The Investors Association (IA) have, with the Institutional Voting Information Service (IVIS), produced a practical approach to tackling the application of the IA’s latest Principles of Remuneration at AGMs in 2019. The result is a clear warning to UK listed companies that their Executive Remuneration Polices are more at risk than ever of being voted down by investors.
This Alert provides you with a summary of IVIS’s new approach, what you should consider in advance of your upcoming 2019 AGM and some practical advice in our Tapestry Comment. 
Notably, IVIS clarified its approach to ‘red-topped’ and ‘amber-topped’ remuneration reports and policies. This traffic light system reflects compliance with best practice and is heavily relied upon by shareholders, who will likely approve or reject a report based on this guidance, making compliance with the IA Principles integral to the approval of executive remuneration. The approach covers post-employment shareholding periods and pensions and is summarised below.

Post-employment shareholding periods 

  • The latest IA Principles state that executive shareholdings should be significant and that companies should impose a post-retirement shareholding requirement of at least two years. In particular, this requirement should be ‘established for all new executive directors and for existing executive directors at the earliest opportunity and at a minimum by the company’s next policy vote’.
  • Remuneration policies being put to shareholder vote this year should include post-employment holding periods in line with the IA Principles. If not the policy will be ‘amber-topped’ by IVIS.
  • If there is no policy vote this year, those companies not in line with the Principles will be ‘noted’.

Tapestry comment
This is a development reflecting the latest UK Corporate Governance Code. Post-employment holding periods are a relatively new tool in driving “good” corporate behaviour in executive remuneration but this is now unambiguously headline news for companies. For many companies this requirement will require a review of existing plan documents and shareholding policies. Given the pointed tone of the IA in their guidance, this needs to be started now! Companies will need to consider how these new shareholding requirements will be implemented and enforced, as well as how their existing executive shareholding arrangements will operate practically. We can help design and draft the terms of such mechanisms, as well as assisting you with your disclosures and remuneration report compliance. If you would like advice on this, please let us know.

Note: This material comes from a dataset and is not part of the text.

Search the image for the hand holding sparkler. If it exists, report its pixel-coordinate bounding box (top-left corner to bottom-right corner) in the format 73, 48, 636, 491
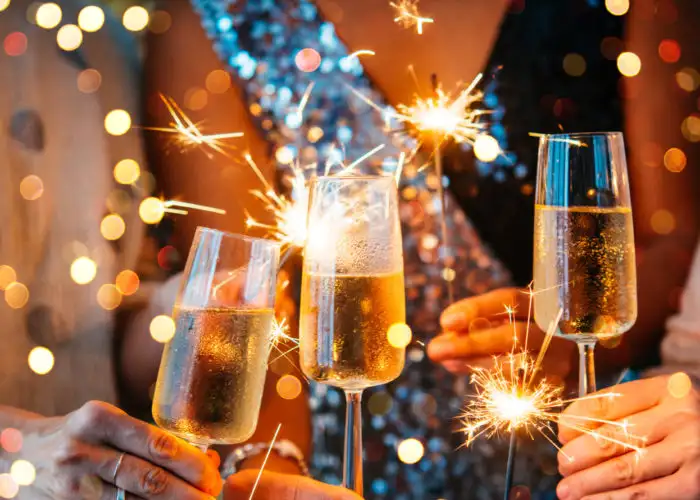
557, 373, 700, 500
428, 288, 576, 379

Executive Director Pensions

New Appointments:

  • New Remuneration Policies: Companies should make it explicit that executive pension contributions should be set in line with the majority of the workforce. Failure to do so will result in the report being ‘red-topped’ by IVIS.
  • Remuneration Report Implementation: If new appointees from 1 March 2019 have pension contributions at a higher level than those provided to the majority of the workforce, the Remuneration Report will be ‘red-topped’.  

Existing Directors

  • Remuneration policies and reports where an Executive Director receives a pension contribution of 25%, or more, will be ‘amber-topped’.  


  • Companies should disclose the pension contribution level which they consider to be the level for the majority of the workforce and their Remuneration Reports should confirm if the pension contributions for new joiners, new appointees or existing executive directors are at that level for the majority of the workforce.

Tapestry comment 
This guidance reflects the changes to the UK Corporate Governance Code and adds ‘teeth’ to the comply or explain approach through the red-topping and amber-topping of non-compliant policies and reports. Setting the appropriate level of executive pension contributions is now critical, as a red-topped report substantially increases the likelihood of the policy being voted down by shareholders.